“No one worked harder than Roger Clemens,” Cashman told jurors on cross-examination by Clemens’s lead defense attorney, Rusty Hardin. “He was determined to win. He was off the charts in work ethic and desire.”
“He was the kind of player who could put a team on his shoulders and say ‘follow me,’ ” Cashman added, explaining why he traded for Clemens in 1999 even though the Yankees had just won the World Series.
Prosecutors summoned Cashman to testify about why he hired one of Clemens’s former strength coaches to join the Yankees a year after “The Rocket” signed with the New York ball club. Federal prosecutors allege that the coach, Brian McNamee, injected Clemens with steroids and HGH in 1999, 2000 and 2001.
Cashman, who played baseball at Georgetown Prep and Catholic University, testified that he saw Clemens in the clubhouse after a poor performance against the Yankees’ rival Boston Red Sox in the 1999 playoffs. Clemens didn’t last three innings in giving up five runs on six hits, and Cashman conceded the pitcher had gotten “bombed” on the mound.
In the locker room, Cashman spotted Clemens with the pitcher’s leg wrapped in ice because he had aggravated a nagging hamstring injury. After Cashman asked how he felt, Clemens asked the GM to hire McNamee, who had worked with Clemens on his previous team, the Toronto Blue Jays.
“He broached the subject of McNamee,” Cashman said. “He clicked with McNamee; he knew his body, knew how to train him, how to push the right buttons.” McNamee, who could testify as early as Monday, joined the Yankees the next season, Cashman said.
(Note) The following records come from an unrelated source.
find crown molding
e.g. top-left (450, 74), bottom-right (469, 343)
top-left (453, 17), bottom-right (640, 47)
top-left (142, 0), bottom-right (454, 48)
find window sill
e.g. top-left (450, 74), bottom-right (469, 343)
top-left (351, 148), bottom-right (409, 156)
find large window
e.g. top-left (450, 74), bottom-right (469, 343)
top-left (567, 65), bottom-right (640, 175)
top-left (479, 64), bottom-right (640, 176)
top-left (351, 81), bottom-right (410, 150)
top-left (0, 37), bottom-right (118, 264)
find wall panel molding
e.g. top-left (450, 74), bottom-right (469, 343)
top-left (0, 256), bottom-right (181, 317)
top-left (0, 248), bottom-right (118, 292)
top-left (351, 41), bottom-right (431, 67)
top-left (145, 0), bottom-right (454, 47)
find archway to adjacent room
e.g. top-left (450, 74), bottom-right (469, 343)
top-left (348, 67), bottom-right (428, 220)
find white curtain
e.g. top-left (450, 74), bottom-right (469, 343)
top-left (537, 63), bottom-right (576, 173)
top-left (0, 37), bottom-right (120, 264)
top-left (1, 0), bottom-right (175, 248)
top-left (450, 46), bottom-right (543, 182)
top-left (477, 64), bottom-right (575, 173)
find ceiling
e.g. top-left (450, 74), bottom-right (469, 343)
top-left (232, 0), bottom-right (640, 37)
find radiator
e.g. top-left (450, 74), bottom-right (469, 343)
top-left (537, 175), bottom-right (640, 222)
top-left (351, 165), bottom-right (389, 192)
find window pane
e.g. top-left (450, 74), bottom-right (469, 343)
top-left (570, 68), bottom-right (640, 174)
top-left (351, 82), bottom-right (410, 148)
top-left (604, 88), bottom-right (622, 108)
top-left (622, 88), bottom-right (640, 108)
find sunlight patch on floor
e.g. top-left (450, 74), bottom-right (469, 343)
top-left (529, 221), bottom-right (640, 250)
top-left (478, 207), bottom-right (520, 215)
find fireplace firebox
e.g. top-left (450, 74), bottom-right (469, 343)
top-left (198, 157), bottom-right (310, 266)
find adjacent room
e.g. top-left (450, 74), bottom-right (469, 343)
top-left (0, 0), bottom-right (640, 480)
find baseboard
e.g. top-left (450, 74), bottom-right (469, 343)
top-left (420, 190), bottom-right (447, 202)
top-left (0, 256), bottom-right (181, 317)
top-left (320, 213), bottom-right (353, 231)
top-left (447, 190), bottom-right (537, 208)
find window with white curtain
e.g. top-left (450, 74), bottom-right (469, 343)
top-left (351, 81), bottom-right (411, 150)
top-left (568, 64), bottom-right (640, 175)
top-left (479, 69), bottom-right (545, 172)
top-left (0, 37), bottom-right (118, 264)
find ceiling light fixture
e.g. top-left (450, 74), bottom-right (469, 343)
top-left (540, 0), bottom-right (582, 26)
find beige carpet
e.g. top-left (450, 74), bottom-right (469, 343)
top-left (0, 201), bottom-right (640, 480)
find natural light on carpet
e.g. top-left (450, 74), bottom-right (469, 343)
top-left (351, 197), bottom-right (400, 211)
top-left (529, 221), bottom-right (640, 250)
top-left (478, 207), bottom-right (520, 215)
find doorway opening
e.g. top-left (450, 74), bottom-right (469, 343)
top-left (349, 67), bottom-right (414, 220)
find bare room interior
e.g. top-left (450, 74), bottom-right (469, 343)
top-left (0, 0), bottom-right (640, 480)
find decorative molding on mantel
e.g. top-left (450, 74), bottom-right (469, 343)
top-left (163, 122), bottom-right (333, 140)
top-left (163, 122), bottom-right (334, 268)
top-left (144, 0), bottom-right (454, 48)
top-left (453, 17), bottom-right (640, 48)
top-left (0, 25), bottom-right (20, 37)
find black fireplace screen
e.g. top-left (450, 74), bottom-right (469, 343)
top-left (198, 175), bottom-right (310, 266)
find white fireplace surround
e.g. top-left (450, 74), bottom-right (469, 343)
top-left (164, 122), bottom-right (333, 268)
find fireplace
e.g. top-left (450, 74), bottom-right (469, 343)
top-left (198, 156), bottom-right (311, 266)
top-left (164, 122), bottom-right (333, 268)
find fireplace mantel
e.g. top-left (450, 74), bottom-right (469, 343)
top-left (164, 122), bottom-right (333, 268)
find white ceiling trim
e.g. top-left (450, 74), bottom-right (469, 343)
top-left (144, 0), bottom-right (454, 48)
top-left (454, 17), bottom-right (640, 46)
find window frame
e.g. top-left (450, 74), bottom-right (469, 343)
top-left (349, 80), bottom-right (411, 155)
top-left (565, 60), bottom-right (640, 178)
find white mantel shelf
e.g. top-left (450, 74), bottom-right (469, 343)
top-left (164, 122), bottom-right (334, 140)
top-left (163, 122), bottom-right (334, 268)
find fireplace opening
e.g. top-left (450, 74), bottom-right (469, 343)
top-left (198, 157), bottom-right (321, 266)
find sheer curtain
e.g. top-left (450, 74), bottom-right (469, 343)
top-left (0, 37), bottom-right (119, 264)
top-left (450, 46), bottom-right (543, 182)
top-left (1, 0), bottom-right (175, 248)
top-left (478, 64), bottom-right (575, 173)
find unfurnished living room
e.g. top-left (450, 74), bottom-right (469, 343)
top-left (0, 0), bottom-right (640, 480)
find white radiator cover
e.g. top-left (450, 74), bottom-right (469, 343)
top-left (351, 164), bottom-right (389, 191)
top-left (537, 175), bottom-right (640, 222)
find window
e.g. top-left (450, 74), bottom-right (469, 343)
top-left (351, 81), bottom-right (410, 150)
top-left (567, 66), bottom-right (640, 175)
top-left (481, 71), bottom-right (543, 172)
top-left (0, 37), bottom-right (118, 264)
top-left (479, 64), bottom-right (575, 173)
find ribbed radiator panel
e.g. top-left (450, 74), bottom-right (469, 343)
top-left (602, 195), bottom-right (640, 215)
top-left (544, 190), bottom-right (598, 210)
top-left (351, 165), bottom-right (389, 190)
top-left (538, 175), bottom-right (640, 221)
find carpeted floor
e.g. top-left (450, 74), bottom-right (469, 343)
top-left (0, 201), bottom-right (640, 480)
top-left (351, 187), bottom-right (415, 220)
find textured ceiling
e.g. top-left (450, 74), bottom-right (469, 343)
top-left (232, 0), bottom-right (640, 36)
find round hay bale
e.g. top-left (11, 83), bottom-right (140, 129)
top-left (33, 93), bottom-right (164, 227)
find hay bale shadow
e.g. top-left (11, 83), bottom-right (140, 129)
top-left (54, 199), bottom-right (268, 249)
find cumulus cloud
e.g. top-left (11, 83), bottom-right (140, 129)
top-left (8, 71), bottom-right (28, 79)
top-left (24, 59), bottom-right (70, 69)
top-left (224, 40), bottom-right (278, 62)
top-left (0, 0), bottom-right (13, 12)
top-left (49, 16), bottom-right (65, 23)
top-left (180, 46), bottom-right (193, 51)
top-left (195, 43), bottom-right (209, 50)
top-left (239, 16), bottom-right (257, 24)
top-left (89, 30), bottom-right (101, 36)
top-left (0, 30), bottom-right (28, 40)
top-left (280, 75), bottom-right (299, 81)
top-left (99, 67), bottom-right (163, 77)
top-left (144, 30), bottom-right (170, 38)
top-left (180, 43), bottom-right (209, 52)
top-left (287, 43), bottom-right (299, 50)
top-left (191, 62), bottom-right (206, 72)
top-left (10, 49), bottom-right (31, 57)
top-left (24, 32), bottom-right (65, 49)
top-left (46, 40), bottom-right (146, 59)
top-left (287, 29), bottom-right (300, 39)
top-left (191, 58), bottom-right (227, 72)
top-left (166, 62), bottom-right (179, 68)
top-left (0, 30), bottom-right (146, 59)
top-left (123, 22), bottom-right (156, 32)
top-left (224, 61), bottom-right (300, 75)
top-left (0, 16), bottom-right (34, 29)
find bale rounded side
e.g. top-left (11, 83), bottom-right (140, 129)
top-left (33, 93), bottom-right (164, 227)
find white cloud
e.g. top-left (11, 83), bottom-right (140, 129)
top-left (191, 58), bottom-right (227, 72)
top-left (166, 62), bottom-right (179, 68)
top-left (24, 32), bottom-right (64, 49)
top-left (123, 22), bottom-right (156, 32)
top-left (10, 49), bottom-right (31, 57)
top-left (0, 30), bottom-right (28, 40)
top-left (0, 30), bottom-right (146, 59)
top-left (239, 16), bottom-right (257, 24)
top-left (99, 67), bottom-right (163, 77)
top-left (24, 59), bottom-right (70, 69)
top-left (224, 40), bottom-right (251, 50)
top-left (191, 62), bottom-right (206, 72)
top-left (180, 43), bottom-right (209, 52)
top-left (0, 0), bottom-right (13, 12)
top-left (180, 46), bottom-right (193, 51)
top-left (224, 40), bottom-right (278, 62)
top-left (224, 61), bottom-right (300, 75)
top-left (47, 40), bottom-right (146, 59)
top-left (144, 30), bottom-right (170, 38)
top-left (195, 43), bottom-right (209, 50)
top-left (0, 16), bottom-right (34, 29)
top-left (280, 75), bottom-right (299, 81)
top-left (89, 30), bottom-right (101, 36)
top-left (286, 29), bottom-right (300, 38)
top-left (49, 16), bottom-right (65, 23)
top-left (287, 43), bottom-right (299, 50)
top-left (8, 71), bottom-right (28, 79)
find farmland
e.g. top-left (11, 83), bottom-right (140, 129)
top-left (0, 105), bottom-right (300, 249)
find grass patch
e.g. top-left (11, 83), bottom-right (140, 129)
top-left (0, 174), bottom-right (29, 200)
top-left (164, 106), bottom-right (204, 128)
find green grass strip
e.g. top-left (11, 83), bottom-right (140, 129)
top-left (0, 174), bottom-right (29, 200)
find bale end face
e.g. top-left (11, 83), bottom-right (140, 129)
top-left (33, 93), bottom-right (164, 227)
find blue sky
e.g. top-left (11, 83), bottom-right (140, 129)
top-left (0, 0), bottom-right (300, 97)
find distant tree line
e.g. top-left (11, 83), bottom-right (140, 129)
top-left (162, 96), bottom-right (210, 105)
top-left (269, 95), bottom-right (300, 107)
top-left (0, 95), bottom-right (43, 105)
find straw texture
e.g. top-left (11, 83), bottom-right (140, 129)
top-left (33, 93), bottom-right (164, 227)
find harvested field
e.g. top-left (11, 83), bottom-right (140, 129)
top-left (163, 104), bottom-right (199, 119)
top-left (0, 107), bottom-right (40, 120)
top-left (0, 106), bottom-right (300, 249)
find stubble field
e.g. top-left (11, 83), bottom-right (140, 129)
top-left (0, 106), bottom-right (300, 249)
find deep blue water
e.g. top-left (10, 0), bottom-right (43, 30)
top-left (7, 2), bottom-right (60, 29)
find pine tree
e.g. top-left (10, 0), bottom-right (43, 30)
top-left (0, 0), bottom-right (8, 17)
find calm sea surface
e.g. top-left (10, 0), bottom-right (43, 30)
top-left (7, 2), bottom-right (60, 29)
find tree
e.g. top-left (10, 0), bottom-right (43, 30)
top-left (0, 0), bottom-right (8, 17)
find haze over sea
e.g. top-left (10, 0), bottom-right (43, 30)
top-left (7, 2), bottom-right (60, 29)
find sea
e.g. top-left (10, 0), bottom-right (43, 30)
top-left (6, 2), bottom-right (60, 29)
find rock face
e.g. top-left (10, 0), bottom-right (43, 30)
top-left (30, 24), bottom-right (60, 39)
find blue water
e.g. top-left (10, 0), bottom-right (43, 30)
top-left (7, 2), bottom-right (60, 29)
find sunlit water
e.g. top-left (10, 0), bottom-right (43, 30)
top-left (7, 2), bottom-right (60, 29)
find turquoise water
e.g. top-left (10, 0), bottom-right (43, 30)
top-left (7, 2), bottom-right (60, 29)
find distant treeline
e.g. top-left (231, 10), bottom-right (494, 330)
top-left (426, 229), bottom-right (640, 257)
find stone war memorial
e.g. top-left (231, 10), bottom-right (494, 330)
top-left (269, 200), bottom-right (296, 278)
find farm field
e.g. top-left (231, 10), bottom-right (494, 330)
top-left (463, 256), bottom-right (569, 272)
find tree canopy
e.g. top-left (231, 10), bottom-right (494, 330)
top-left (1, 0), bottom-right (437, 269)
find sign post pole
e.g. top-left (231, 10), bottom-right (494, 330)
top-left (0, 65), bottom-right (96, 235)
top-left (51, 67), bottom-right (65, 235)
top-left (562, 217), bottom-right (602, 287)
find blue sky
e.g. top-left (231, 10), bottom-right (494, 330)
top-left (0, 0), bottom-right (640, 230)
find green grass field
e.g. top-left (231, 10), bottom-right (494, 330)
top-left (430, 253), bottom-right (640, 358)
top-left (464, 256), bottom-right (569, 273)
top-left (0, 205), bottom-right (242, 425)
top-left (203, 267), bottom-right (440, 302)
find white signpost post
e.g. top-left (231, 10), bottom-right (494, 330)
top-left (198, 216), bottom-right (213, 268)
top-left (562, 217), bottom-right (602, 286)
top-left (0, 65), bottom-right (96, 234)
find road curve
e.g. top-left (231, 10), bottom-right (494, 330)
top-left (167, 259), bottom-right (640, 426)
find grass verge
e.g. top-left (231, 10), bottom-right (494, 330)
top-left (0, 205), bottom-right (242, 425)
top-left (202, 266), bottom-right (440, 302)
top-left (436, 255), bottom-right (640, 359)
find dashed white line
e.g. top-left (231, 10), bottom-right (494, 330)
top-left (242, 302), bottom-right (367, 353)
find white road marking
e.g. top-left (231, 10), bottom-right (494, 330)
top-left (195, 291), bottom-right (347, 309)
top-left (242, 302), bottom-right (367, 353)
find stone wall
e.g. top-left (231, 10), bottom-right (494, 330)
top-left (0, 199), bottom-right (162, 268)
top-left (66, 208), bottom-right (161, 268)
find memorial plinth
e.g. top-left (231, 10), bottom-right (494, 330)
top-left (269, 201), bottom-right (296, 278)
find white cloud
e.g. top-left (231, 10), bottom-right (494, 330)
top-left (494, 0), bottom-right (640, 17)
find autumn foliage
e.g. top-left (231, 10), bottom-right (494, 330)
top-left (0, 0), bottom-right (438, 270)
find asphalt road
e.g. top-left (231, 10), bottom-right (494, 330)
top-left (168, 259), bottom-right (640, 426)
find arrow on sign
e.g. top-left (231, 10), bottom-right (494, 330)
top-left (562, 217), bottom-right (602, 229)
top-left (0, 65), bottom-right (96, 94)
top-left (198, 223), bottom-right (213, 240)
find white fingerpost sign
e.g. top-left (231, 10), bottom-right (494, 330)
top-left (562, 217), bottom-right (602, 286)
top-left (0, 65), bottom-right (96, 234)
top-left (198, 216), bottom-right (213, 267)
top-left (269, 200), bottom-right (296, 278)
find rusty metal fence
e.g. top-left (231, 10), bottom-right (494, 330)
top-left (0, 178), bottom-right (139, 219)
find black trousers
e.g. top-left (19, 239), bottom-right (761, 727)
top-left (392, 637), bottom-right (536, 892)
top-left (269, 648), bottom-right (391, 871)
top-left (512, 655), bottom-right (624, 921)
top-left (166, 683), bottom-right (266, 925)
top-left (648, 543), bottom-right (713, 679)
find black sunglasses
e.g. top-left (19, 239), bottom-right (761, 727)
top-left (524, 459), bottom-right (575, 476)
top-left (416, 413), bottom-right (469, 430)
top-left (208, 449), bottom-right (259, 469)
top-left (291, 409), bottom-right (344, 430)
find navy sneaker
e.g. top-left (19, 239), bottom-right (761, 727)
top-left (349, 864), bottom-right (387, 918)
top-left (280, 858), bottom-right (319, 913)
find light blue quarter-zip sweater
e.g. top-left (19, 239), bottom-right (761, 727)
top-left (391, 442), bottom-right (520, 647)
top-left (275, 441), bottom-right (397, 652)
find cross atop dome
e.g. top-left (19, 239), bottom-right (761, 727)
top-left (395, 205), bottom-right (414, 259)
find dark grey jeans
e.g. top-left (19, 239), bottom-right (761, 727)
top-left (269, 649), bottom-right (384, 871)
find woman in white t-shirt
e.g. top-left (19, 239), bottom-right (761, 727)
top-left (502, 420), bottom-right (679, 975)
Prosecutors have assiduously attempted to craft a narrative of Clemens as an aging star who needed steroids and growth hormone to recover from injuries and workouts to keep pitching at a competitive level. And they believe that moment in the Fenway Park locker room was evidence of a broken Clemens seeking help from an old friend who had injected him with steroids a year earlier.
But Cashman and other prosecution witnesses — including Clemens’s former doctors, trainers and even a steroid dealer — have all testified that Clemens was the hardest-working baseball player they knew.
Defense lawyers say that Clemens never took steroids or growth hormones and was a success on the field because he toiled to improve his strength and fitness. During cross-examination, they pointed out that Clemens won the deciding game of the 1999 World Series about a week after the loss in Boston.
“He gutted it out,” Cashman said, explaining that the pitcher took the mound despite an injury that would have sidelined others.
Clemens, who won a record seven Cy Young awards, would go on to pitch successfully through the 2007 season.
But Cashman expressed reservations about McNamee and the hiring arrangement.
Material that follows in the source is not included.